16 April 2012

A View Inside the Sausage Grinder

We've got both kinds here today: A forthcoming matter that sheds light on a current event, and current events that shed light on that forthcoming matter. And, this being Monday, that seriously understates just how convoluted this is going to get.

Let's start off with "The Future Is Now." This morning, the Supreme Court granted certiorari (agreed to hear the appeal) in Kirtsaeng v. John Wiley & Sons, Inc., No. 11-697. This will result in a ruling in the October 2012 Term — that is, by the end of June, 2013 — on this critically important question:

How do Section 602(a)(1) of the Copyright Act, which prohibits the importation of a work without the authority of the copyright’s owner, and Section 109(a) of the Copyright Act, which allows the owner of a copy “lawfully made under this title” to sell or otherwise dispose of the copy without the copyright owner’s permission, apply to a copy that was made and legally acquired abroad and then imported into the United States?

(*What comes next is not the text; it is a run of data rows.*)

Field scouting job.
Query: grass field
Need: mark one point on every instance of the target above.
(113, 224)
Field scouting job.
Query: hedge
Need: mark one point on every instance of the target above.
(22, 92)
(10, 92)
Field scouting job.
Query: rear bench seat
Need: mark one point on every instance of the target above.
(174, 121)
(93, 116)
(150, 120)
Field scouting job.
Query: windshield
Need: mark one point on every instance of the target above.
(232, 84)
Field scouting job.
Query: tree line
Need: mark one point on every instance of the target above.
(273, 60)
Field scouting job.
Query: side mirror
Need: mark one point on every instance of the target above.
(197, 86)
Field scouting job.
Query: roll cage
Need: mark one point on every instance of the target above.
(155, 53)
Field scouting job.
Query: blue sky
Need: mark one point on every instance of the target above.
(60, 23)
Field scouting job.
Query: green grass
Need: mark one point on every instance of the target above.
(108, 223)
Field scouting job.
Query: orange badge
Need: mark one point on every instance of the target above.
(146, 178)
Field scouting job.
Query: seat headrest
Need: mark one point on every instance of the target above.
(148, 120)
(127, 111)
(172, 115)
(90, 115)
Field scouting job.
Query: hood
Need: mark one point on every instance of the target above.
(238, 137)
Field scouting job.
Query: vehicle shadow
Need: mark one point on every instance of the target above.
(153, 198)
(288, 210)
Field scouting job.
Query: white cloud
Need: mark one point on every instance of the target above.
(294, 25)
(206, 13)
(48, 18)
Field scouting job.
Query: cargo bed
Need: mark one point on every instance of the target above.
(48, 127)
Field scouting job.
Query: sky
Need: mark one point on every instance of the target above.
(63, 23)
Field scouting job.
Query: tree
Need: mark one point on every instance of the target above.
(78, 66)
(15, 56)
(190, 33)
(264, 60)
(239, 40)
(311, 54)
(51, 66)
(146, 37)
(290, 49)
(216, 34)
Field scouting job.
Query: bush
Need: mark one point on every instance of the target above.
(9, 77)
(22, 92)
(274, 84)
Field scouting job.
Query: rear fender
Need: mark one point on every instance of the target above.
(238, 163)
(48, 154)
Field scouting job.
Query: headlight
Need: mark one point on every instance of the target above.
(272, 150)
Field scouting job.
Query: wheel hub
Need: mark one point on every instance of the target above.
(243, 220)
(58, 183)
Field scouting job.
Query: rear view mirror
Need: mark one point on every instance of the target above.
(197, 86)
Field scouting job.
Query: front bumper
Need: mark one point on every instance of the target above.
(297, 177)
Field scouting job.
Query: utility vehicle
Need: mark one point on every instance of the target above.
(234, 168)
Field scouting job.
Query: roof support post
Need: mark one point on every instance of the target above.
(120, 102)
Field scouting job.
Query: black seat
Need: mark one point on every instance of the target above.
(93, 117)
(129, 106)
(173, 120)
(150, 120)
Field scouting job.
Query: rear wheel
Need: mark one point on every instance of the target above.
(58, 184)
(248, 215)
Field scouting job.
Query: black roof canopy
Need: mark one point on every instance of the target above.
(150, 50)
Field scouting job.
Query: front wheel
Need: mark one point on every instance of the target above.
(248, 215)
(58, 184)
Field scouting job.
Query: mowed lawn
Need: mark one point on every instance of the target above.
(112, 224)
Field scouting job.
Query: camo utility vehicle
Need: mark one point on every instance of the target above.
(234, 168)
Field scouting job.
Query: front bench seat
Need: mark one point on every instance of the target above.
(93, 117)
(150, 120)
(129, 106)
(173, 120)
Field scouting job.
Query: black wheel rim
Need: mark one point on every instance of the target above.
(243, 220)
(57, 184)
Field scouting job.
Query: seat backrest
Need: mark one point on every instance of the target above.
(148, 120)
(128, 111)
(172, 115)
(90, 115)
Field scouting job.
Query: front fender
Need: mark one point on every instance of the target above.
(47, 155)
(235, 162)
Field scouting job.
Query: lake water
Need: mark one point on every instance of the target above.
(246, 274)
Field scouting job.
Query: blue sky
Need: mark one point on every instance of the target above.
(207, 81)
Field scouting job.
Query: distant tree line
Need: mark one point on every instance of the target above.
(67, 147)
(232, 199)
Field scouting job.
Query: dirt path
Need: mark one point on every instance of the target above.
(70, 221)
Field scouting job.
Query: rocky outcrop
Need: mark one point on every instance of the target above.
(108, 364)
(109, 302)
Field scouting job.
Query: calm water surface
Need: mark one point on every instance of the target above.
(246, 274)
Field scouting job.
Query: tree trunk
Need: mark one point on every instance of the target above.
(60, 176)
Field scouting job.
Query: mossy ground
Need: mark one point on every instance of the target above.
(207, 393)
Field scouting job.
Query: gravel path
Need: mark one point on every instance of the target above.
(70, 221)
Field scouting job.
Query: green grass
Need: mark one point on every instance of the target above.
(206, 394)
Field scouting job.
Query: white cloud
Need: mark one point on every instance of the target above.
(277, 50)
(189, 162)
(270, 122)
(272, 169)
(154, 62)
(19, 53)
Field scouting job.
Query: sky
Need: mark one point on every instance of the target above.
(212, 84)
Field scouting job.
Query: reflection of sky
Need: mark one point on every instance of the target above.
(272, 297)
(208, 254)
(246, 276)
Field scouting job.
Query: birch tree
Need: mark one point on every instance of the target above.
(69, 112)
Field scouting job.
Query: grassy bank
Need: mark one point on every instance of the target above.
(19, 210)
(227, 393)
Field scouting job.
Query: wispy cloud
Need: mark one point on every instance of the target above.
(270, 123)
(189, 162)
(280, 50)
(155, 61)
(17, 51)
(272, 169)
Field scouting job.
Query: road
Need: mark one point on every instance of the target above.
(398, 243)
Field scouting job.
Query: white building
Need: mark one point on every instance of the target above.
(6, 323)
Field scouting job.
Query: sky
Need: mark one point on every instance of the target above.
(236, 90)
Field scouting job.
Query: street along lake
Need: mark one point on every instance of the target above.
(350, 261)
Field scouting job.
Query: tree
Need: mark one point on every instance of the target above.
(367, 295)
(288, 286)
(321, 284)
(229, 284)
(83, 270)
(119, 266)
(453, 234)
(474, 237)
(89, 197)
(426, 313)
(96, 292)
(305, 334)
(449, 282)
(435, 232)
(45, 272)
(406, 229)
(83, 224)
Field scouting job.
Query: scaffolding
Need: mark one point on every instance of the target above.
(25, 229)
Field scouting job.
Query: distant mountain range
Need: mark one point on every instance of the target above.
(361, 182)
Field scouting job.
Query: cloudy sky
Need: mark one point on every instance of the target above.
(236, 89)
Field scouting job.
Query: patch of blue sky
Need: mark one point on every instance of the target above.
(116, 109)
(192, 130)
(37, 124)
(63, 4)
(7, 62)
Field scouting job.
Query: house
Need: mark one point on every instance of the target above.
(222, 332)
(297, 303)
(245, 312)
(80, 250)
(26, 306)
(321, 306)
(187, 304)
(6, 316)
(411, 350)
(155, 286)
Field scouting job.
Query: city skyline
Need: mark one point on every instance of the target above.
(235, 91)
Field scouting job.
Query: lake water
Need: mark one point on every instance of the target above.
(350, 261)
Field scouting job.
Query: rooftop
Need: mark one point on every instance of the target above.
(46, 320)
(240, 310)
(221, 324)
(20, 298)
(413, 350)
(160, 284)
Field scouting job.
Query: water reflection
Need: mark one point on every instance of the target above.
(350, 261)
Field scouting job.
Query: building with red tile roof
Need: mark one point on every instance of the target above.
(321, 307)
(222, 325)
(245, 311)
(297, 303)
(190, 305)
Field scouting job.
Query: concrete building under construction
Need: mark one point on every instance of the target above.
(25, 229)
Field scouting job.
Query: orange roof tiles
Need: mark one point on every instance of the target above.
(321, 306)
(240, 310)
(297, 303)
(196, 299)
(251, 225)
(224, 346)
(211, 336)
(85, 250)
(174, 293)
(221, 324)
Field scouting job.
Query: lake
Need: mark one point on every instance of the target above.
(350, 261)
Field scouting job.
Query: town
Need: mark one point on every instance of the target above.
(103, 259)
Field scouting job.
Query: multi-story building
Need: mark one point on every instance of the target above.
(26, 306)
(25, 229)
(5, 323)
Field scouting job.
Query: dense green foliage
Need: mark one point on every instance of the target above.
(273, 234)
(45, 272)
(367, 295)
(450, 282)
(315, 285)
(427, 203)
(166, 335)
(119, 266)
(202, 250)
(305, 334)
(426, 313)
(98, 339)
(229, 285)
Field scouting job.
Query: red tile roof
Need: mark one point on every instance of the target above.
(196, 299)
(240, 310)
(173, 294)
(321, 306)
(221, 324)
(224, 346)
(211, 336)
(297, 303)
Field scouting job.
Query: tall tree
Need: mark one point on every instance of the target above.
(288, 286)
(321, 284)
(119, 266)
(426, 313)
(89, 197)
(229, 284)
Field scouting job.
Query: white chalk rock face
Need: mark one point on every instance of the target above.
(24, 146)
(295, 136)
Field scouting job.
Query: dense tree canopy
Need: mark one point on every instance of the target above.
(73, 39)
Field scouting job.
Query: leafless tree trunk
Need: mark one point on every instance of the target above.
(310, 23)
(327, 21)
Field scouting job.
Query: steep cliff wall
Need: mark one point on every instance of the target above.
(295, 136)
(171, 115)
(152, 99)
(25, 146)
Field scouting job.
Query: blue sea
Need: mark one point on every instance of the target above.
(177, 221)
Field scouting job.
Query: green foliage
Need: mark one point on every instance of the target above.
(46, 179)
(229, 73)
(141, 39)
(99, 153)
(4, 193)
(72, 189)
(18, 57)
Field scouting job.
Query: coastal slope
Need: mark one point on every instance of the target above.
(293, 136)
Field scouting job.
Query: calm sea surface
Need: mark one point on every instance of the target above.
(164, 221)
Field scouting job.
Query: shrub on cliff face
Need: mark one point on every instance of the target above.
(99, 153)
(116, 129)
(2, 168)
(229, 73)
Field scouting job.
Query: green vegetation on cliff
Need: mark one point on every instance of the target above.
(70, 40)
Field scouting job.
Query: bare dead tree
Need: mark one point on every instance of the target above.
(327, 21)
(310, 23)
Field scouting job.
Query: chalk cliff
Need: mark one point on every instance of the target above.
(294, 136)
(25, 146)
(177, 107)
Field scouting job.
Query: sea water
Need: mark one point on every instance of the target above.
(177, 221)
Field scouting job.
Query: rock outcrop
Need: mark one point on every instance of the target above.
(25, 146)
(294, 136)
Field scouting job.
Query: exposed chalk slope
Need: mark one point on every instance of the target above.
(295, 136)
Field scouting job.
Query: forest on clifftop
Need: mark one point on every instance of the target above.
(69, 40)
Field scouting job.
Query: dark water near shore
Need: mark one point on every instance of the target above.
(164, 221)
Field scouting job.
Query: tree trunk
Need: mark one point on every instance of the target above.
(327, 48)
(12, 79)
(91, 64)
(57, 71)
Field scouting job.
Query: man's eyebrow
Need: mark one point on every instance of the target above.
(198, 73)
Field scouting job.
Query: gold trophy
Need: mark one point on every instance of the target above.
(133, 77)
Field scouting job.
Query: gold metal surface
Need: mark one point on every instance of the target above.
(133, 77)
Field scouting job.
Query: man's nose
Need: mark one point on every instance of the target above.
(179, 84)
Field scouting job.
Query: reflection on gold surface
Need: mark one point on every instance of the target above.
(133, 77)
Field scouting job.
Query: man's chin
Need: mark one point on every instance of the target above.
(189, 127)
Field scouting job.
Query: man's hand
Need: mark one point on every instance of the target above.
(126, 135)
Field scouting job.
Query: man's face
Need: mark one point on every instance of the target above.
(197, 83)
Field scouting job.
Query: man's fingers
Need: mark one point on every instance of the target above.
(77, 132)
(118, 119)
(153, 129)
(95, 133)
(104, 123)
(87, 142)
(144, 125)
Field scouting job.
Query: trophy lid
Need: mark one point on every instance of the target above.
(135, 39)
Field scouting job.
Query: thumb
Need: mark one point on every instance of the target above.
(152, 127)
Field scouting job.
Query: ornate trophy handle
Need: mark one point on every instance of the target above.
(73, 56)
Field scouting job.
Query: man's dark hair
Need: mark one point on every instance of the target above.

(hyperlinks added) Yes, it's legalese, but it's really, really important... because it potentially destroys all territorial rights throughout the world.

There. Do I have your attention yet?

Kirtsaeng bought copies of textbooks in third-world nations where they're a lot (and I mean usually $100 or more per copy) cheaper and imported them to the US, then advertised them on the 'net and sold them to US students. The textbooks were published by Wiley explicitly for sale only in those foreign markets. Of note, these were not pirated or counterfeited editions: They were produced either by Wiley or for Wiley under contract. Naturally enough, Wiley sued to keep Kirtsaeng from undermining its US profits. Kirtsaeng defended by pointing to an earlier decision on mattresses (Quality King Distributors, Inc. v. L'anza Research Int'l, Inc., 523 U.S. 135 (1998)) that Kirtsaeng's practice parallels. The Second Circuit eventually found for Wiley, partially because the Supreme Court had split 4–4 only a couple of years ago on whether Quality King applies regardless of the place of manufacture.

This will have nothing to do with someone ordering individual copies from Amazon.de (or wherever). It will have everything to do with two critical issues:

  1. If the work goes out of print in the US, but remains in print under a separate contract (but the same corporate umbrella) in English in another country, can the US publisher just import copies from its corporate affiliate to keep the work in print and avoid reversion?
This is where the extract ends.